Wenn jemand vor diesem WM-Sonntag noch einmal schnell die Euphoriebremse ziehen und die brasilianische Leichtigkeit des Seins abschütteln will, dann empfehle ich: eine Prise Finnland.
Wenige Dinge machen zum Beispiel so rasch nüchtern wie eine Wahlkampfrede von Olli Rehn, dem finnischen EU-Kommissar und Spitzenkandidaten der Liberalen bei der Europawahl. Und nichts treibt so schön in die tiefste Schwermut wie die Schlussepisode von Jim Jarmuschs Taxi-Film „Night on Earth“, die in Helsinki spielt.

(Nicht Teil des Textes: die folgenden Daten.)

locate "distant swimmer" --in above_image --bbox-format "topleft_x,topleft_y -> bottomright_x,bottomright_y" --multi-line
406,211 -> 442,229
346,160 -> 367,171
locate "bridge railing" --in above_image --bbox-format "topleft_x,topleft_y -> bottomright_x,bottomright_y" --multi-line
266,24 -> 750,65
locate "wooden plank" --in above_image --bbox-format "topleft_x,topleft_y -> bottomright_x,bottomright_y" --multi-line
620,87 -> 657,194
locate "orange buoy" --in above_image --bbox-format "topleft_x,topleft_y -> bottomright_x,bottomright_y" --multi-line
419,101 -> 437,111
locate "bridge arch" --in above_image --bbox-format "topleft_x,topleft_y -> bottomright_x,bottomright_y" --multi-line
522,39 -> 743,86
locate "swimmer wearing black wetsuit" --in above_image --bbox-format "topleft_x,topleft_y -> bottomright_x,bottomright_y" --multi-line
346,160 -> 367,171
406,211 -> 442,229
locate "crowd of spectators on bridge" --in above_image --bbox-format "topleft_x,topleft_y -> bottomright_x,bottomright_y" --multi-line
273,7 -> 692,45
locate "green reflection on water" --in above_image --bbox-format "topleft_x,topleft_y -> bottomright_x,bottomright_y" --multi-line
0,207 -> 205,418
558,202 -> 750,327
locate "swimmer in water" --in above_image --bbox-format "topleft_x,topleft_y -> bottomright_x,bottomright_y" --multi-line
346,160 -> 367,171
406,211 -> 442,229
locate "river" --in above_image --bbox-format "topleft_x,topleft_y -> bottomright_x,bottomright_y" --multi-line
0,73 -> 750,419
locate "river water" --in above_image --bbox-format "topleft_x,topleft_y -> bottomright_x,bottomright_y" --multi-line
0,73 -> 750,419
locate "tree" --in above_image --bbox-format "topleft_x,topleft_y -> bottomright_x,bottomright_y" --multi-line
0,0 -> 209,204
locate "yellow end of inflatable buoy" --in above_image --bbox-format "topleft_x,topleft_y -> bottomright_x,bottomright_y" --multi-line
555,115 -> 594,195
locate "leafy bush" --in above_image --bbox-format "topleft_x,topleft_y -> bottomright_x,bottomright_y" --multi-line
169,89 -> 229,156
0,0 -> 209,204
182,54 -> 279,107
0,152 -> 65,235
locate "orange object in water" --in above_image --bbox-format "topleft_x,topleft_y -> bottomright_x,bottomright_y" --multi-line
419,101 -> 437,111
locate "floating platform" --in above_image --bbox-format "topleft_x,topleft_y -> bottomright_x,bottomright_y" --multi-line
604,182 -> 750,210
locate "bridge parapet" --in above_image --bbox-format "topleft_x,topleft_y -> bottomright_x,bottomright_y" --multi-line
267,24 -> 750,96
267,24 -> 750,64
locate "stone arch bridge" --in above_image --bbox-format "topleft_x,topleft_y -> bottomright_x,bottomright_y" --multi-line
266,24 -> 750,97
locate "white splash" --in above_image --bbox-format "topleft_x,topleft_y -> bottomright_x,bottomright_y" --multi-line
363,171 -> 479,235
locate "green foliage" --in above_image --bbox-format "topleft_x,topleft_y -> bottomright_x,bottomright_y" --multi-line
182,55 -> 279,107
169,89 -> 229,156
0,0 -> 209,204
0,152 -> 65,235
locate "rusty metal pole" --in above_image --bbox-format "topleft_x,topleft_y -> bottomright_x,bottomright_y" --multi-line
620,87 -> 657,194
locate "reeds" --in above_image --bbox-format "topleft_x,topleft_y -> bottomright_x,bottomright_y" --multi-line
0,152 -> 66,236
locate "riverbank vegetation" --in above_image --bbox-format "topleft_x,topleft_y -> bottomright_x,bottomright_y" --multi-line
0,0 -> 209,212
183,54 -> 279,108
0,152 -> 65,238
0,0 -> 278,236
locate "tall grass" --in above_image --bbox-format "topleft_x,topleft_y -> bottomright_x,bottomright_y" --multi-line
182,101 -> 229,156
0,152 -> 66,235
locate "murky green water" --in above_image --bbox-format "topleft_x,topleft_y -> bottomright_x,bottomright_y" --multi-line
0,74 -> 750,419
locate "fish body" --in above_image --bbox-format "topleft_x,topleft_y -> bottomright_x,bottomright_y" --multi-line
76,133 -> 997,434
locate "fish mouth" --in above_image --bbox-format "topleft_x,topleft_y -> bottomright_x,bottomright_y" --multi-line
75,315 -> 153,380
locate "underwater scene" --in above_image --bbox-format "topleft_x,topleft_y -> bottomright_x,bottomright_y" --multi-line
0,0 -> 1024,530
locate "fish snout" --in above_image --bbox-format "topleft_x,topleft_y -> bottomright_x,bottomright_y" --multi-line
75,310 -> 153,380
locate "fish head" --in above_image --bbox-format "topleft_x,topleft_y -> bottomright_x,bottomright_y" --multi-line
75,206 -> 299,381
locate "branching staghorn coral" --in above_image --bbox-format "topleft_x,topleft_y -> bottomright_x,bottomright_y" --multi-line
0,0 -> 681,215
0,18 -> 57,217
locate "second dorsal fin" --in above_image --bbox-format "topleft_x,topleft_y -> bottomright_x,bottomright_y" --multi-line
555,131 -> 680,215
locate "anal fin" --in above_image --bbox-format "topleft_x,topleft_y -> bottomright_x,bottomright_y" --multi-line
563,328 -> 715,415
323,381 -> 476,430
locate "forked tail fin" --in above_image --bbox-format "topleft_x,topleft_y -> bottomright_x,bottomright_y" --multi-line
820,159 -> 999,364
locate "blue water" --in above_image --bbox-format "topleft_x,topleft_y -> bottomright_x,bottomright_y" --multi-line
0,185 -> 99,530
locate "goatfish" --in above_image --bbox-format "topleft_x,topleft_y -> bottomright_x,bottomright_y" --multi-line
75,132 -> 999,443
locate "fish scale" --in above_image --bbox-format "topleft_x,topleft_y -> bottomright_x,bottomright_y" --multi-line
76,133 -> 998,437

Wikipedia-Inhaltsangabe: „Nach einem langen Abend heftigen Trinkens klettern drei Arbeiter in ein Taxi. Einer ist gerade gefeuert worden. Unterwegs reden sie über die schreckliche Lage ihres bewusstlosen Freunds, der ohne Job ist, vor der Scheidung steht und dessen Tochter schwanger ist. Dann erzählt ihnen der Fahrer die traurigste Geschichte, die sie je gehört haben. Sie sind sehr bewegt und deprimiert und werden gefühllos gegenüber ihrem Freund.“
Man kann sich natürlich auch bloß ein paar finnische Wirtschaftsstatistiken ansehen.
Finnisches Lehrstück
Keine Frage: Es gibt sehr viel traurigere volkswirtschaftliche Geschichten in Europa als die Finnlands. Das einzige skandinavische Land, das zur Euro-Zone gehört, gilt als Stabilitätsanker und Vorbild. Die Staatsschulden sind (vergleichsweise) niedrig. Vom Weltwirtschaftsforum Davos ist Finnland gerade als wettbewerbsfähigste Wirtschaft Europas eingestuft worden.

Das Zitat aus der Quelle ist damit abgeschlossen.